« スセリさんのライブにて | トップページ | ニッポン・不況の風景 続き »

2016年5月10日 (火)

不況の風景

 いささかの不謹慎を承知で書きますと、私は「不況」になると何が起こるのか、少々ワクワクしながら世の中を眺めています。なにせ世代的には高度成長時に生を受け、日本が経済大国になるに合わせて大人になりましたゆえ、物心つくまで「不況」というものを知りませんでした。

 はじめて経験する「好況から不況への転落」、そこではどんなことが起こるのか、いろんな仮説を立てながら世の中を眺めています。
 貧富の差が拡大すること、そして治安が悪化すること、ここまでは誰でも予想ができます。
 不正会計、粉飾、杭打ち偽装、燃費の偽装、ここまでも十分に予想の範囲内です。きっと、まだまだ出ますぜ。

 しかし、予想できなかったことも少しずつ表れ始めています。
 私は日本人がここまで匿名の揚げ足取りや他者非難を行うとは思いませんでした。
 人が「上へ行く」には、自ら努力して上へ行くことと、相手を下げることの2つのやり方があります。どうやら好景気には前者の「自ら上へ行く」努力が好まれ、不況には「相手の足を引っ張る」ことが好まれるようです。

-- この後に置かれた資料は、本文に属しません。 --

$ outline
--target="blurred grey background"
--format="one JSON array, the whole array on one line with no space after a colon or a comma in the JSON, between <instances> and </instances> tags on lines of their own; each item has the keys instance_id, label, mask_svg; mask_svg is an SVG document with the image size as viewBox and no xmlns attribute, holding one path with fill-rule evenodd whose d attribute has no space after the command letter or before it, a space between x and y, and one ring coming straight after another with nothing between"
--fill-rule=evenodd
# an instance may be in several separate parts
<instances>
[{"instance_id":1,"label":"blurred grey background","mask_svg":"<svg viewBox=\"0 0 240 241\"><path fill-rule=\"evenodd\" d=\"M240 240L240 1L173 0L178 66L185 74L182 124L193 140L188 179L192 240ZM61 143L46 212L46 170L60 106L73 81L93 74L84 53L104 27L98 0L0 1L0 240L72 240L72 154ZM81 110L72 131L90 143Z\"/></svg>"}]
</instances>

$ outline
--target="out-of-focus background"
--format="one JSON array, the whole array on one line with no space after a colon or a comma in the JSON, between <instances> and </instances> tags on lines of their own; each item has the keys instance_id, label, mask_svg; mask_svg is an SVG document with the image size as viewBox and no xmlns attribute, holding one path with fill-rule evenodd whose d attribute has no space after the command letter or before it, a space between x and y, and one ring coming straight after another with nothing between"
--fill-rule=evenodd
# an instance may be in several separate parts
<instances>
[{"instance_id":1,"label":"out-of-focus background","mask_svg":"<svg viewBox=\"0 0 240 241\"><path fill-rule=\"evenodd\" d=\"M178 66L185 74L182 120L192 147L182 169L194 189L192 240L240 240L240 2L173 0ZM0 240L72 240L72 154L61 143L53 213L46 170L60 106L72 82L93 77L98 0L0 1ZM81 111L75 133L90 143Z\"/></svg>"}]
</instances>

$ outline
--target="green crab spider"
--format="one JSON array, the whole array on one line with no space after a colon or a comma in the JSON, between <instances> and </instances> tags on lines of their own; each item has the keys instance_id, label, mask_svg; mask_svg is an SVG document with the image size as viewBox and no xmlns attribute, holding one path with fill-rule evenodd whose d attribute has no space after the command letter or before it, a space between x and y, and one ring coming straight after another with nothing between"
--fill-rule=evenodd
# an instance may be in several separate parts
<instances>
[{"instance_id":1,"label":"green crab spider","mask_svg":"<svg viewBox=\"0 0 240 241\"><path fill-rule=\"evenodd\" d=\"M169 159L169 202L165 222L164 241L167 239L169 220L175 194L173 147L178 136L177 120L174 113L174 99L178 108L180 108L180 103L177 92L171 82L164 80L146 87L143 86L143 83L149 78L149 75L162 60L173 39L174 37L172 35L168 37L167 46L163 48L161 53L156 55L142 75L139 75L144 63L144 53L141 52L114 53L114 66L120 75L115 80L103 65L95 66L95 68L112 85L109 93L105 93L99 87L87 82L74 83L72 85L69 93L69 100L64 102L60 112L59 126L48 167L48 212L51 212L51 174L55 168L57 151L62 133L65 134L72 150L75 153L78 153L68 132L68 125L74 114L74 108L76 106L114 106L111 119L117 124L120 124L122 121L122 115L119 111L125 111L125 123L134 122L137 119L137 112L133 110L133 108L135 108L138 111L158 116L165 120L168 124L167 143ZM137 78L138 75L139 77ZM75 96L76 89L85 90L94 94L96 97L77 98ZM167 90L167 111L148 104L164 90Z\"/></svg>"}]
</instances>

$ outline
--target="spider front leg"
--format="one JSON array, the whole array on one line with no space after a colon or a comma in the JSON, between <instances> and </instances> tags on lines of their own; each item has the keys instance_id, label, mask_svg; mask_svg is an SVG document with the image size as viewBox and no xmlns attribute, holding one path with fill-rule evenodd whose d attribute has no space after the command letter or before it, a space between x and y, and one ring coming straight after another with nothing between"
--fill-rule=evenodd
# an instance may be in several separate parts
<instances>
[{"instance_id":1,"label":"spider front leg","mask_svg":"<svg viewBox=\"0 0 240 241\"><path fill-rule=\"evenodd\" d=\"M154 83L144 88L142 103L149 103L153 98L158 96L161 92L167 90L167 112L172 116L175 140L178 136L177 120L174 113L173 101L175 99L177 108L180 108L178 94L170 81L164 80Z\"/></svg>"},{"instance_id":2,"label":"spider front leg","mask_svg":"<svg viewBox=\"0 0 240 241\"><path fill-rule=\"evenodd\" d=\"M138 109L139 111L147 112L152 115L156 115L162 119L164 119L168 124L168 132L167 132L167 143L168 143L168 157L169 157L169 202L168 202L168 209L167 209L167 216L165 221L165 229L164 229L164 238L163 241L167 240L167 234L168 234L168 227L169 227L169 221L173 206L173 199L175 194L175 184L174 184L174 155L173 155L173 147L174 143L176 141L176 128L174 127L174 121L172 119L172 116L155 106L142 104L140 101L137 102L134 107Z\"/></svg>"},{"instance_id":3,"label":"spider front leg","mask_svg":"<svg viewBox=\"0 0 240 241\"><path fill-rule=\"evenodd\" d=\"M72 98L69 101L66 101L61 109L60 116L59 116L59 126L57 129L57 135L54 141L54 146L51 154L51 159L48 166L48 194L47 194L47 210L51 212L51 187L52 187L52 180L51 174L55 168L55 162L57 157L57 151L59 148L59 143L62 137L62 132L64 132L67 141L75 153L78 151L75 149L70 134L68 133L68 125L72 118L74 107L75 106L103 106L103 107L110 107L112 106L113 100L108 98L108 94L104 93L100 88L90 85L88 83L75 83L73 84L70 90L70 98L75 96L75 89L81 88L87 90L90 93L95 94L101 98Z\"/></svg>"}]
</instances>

 私も自分ではかなり正義感の強い人間だと自認していますが、最近、この「正義感」にうんざりすることが増えました。
 「それって、人としてどうなんだ」という物言いの多いこと多いこと。芸能人の不倫やスポーツ選手の賭博は、よってたかってこの「正義感」で叩かれます。
 自分が努力しても上に行けなくなると、社会全体が成功する人・チャレンジする人の揚げ足を取るようになるようです。
 また、そうした正義感の強い人をよく観察すると、必ず「安全な場所」から発言していることがわかりました。匿名でえらそうな発言をする(アマゾンを見よ)、安定した給料や親の用意してくれた自宅を確保しながら「人として」を連発する。

 安全な場所に隠れて正義感ぶってばかりいると、へんな空気が漂いはじめます。「ウィン・ウィン」が口癖になって、なんでも「バランスを取ろう」と結論づけます。そんな生き方していると、まじで早く惚けるぞ。

 仕事が一区切りついた今、うそっぱちな正義感など捨てて、もう1回安全でない場所に降りていって勝負してみようかなと思い始めました。不況こそ守りに入ったら危ない。それに、やっぱり人の悪口言って過ごすより、言われるほうが気持ちいいしね。

 それにしても興味深い「好況から不況への転落」。生活といいビジネスといい、毎日のようにネタが降ってきます。